De plus, l'article 3 de la loi n° 6604 créait le Conseil consultatif provincial des langues autochtones ("Consejo Provincial Asesor de Lenguas Indígenas") en tant qu'organisme de conciliation afin de réaliser les objectifs suivants: veiller à la reconnaissance, à la protection et au développement effectifs des droits linguistiques, individuels et collectifs, des peuples dont les droits sont énumérés dans la loi. Ainsi, l'article 4 de la loi n° 6604 énonce que les citoyens des trois peuples ont le droit d'utiliser leur langue dans les différents secteurs de l'État provincial:

Article 4

Les citoyens des trois peuples ont le droit d'utiliser leur langue dans les différents secteurs de l'État provincial. À cette fin, les mesures de formation et de perfectionnement pertinentes doivent être mises en œuvre, comme prévu par la réglementation en vigueur.

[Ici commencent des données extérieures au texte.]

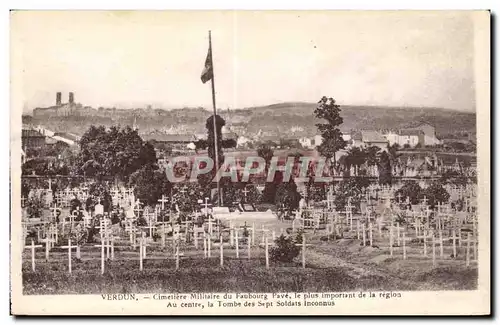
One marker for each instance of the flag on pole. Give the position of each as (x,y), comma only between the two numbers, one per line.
(208,71)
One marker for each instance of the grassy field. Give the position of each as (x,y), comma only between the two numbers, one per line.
(323,273)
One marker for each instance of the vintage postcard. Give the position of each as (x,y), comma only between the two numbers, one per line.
(250,162)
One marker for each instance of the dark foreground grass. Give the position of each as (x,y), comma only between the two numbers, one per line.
(206,275)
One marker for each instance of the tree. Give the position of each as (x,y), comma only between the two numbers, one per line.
(435,193)
(384,169)
(332,137)
(349,188)
(265,152)
(284,250)
(150,184)
(99,192)
(287,195)
(113,152)
(354,157)
(372,155)
(410,190)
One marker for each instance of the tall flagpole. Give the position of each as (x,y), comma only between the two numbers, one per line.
(215,114)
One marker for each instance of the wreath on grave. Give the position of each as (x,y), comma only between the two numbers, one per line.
(285,249)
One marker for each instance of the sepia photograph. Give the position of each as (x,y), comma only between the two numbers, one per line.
(251,162)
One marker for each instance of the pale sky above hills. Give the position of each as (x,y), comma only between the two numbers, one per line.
(132,59)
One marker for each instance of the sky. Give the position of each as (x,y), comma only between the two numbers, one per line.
(134,59)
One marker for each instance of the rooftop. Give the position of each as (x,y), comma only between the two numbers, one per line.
(179,138)
(28,133)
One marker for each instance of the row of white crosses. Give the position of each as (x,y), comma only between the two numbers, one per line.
(122,196)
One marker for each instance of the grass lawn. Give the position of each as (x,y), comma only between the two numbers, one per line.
(237,275)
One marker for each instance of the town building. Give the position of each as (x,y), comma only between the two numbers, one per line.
(365,139)
(64,109)
(32,139)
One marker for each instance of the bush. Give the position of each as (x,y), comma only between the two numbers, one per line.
(284,249)
(287,196)
(409,190)
(435,194)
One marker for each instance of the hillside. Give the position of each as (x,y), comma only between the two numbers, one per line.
(282,119)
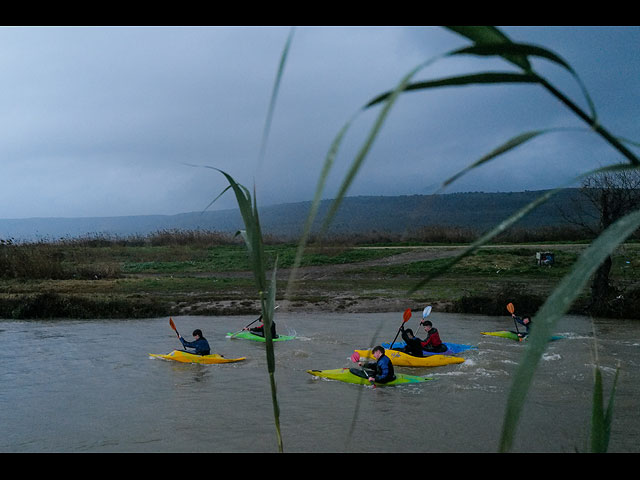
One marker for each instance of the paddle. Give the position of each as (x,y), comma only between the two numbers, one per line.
(259,318)
(425,313)
(405,317)
(173,325)
(512,309)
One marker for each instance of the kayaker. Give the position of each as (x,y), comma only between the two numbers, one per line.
(432,343)
(524,321)
(260,329)
(413,344)
(382,367)
(200,344)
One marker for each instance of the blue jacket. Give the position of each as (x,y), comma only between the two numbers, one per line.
(201,346)
(384,370)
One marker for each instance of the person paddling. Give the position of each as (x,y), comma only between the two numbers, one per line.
(525,321)
(260,329)
(200,344)
(382,367)
(432,343)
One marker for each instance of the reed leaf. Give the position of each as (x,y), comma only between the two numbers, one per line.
(601,419)
(482,35)
(252,236)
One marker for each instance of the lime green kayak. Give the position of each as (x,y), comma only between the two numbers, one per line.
(344,375)
(257,338)
(186,357)
(401,359)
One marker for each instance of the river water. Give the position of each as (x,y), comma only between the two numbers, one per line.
(90,386)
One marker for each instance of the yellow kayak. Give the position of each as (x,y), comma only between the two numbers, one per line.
(402,359)
(186,357)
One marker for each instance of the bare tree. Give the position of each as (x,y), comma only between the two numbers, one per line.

C'est la seule loi en Argentine qui va aussi loin dans sa législation linguistique à l'égard des autochtones, puisqu'elle signifie que ces derniers peuvent demander des services dans l'administration provinciale dans leur langue parce qu'il s'agit d'un droit. Dans les faits, ce droit à la langue peut s'exercer surtout en éducation et, par l'entremise de la traduction, dans les soins de santé et les tribunaux. Ce droit est également valide dans l'administration municipale là où les peuples toba, wichi et mocovi sont en nombre suffisant. Il existe plus d'une cinquantaine d'agglomérations où c'est possible, bien que ce droit à la langue puisse être applicable de façon très variable.

Afin d'éviter toute ambiguïté sur le statut d'autochtone, l'article 3 de la Loi n° 3.258 sur les communautés autochtones (1987) précise que « toute personne appartenant aux groupes ethniques toba, wichi ou mocovi et d’origine pure ou métisse avec d’autres races sera considérée comme autochtone»:

Article 3

Aux fins de  la présente loi, toute personne appartenant aux groupes ethniques toba, wichi ou mocovi et d’origine pure ou métisse avec d’autres races sera considérée comme autochtone.

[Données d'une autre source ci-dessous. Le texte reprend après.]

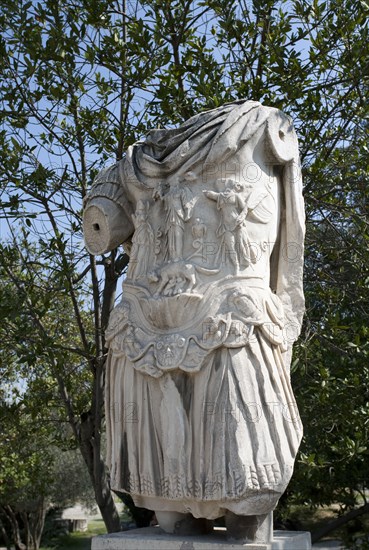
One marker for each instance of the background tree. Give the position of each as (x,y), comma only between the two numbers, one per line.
(80,82)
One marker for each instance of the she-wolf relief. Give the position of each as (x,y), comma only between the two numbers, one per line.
(200,342)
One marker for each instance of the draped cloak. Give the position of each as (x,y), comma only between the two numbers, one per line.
(201,417)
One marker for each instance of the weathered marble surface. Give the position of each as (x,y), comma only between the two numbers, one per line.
(201,417)
(152,538)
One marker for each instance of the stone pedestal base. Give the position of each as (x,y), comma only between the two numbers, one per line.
(153,538)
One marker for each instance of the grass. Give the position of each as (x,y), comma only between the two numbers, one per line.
(78,541)
(309,520)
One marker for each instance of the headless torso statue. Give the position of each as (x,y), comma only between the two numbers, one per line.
(201,418)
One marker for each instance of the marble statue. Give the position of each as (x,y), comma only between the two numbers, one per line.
(201,417)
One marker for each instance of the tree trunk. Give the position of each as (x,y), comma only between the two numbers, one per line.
(91,453)
(36,522)
(12,517)
(4,534)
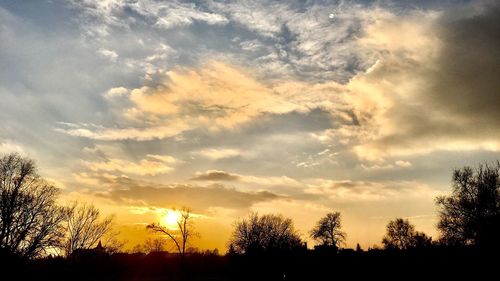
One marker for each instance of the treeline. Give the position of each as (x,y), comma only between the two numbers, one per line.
(51,240)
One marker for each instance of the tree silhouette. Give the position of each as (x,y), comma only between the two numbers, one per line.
(471,214)
(257,234)
(182,234)
(154,245)
(30,220)
(401,235)
(84,227)
(328,231)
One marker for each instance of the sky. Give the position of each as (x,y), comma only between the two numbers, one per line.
(230,107)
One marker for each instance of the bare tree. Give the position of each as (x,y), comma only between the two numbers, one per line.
(30,220)
(401,235)
(328,231)
(154,245)
(84,227)
(264,233)
(182,234)
(471,214)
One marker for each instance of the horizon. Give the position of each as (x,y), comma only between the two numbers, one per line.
(299,108)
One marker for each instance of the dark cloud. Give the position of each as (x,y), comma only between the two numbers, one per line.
(467,83)
(214,175)
(200,198)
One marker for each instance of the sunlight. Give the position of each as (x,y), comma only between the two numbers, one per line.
(170,218)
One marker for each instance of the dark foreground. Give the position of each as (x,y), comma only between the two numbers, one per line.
(425,264)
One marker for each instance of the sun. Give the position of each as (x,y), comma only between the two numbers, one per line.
(171,218)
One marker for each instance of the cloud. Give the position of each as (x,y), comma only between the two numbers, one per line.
(116,92)
(200,198)
(151,165)
(215,175)
(7,146)
(218,153)
(361,191)
(424,94)
(213,97)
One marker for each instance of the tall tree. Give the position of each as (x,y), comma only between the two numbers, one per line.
(30,220)
(84,227)
(400,235)
(328,230)
(471,214)
(182,234)
(265,233)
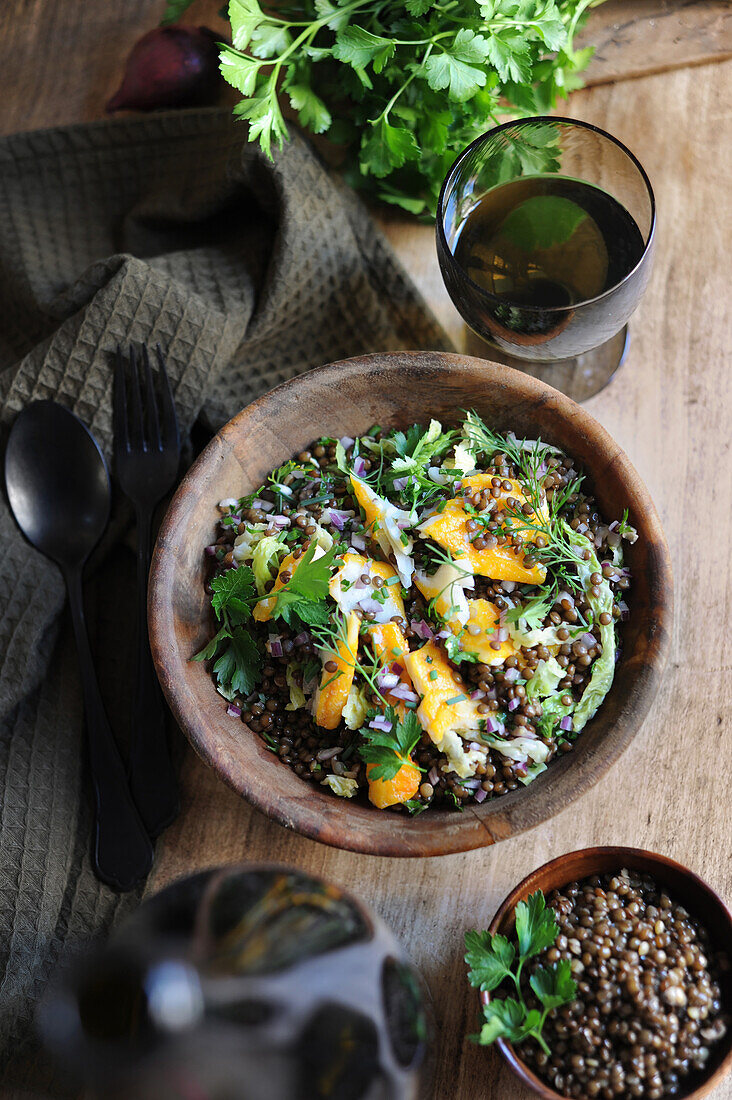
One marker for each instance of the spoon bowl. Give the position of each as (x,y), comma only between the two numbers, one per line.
(58,490)
(61,506)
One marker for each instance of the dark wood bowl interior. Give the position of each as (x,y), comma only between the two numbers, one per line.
(683,884)
(347,398)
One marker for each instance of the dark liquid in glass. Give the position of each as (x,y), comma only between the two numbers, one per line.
(544,244)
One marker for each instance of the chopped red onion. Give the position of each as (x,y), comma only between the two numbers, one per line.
(422,629)
(388,680)
(381,723)
(403,692)
(329,754)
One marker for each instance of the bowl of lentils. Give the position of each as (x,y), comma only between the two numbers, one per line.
(415,619)
(629,974)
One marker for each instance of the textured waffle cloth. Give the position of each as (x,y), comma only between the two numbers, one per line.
(171,229)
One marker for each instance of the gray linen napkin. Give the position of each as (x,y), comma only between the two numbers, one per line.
(167,228)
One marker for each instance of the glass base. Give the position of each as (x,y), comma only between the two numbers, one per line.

Autrement dit, la province du Chaco n'est pas véritablement quadrilingue. Elle est avant tout de langue espagnole avec des applications locales dans les trois autres langues.

- Les tribunaux

La politique linguistique n'est pas très précise en matière d'accès à la justice de la part des autochtones. Quoi qu'il en soit, les autochtones ont toujours eu énormément de difficulté pour faire valoir leurs droits dans les tribunaux. L'article 115 de la Loi n° 968 sur le Code de procédure civile et commerciale prévoit que «la langue nationale doit être utilisée dans tous les actes de la procédure» et que, dans l'éventualité où un justiciable ignore cette langue, il faut désigner un interprète:

Chaco : LEY No. 968 Codigo Procesal Civil y Comercial
(1969)

Artículo 115

Idioma-designación de interprete: En todos los actos del proceso se utilizara el idioma nacional. Cuando este no fuere conocido por la persona que deba prestar declaración, el juez o tribunal designara por sorteo un traductor publico. Se nombrara interprete cuando deba interrogarse a sordos, mudos o sordomudos que solo puedan darse a entender por lenguaje especializado.

Artículo 123

Documentos en idioma extranjero: Cuando se presentaren documentos en idioma extranjero, deberá acompañar su traducción realizada por traductor publico matriculado.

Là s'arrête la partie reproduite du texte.